Firstly, I think of the boy who’d take the Sunday papers with his ham sandwiches and flick through pictures of exotic countries and fascinating people. Journalism meant a window to places he could only dream of, where people did extraordinary things. They coloured in history lessons and taught me new words; they introduced me to complex concepts and crazy anecdotes. They were like bedtime stories in real time.
Then I think of the wide-eyed, bushy-tailed fresher at university with a brain like an antenna. My friends and I would go to lectures, but it was the journalism that we would share from news brands’ websites that would really colour in the lines and add life to our studies. We used them in debates at the pub because we trusted them, because they provided challenging perspectives. They narrated the past, present, and future – we couldn’t get enough of it.
What about now? Finishing my studies has meant I’ve finally had the time to sharpen my sudoku skills. I have the time to pick up a weekend paper and scour the sections, delving into the supplements for new podcast recommendations or for long-reads on what’s happening abroad. Reading the paper has become the luxury I look forward to after a busy week. I can check out of the fast-paced world around me and turn the pages at my leisure. My time, at least for a few precious hours, becomes my own.
Now I’m here at Newsworks: an organisation full of life, drive, and a hunger to develop a news brand industry fit for the twenty-first century. The day-to-day experiences of a new job in a new industry have undoubtedly been exciting. It’s been great to learn about how the industry is creating new healthy relationships with brands so that it can thrive alongside the evolution of digital media. I’ve already met so many interesting and passionate people from across the industry and even been out in the field to see our research happen first-hand.
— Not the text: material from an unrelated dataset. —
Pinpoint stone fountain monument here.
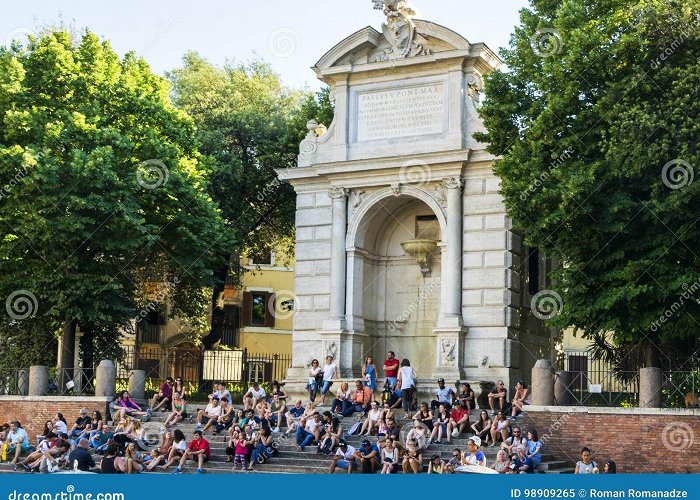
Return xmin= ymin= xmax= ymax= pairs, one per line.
xmin=278 ymin=0 xmax=550 ymax=393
But when I delve a bit deeper, connect back to that nerdy little boy whose borrowed copy of The Times would flop over his head, I realise how amazed he would feel that he had a place there, helping to keep the industry going from strength to strength. Without those news brands that have accompanied me through my life so far, I would have had no outlet for my curiosity to flourish. I can’t wait to help make sure their journalism can spark the curiosity of the next generation, too.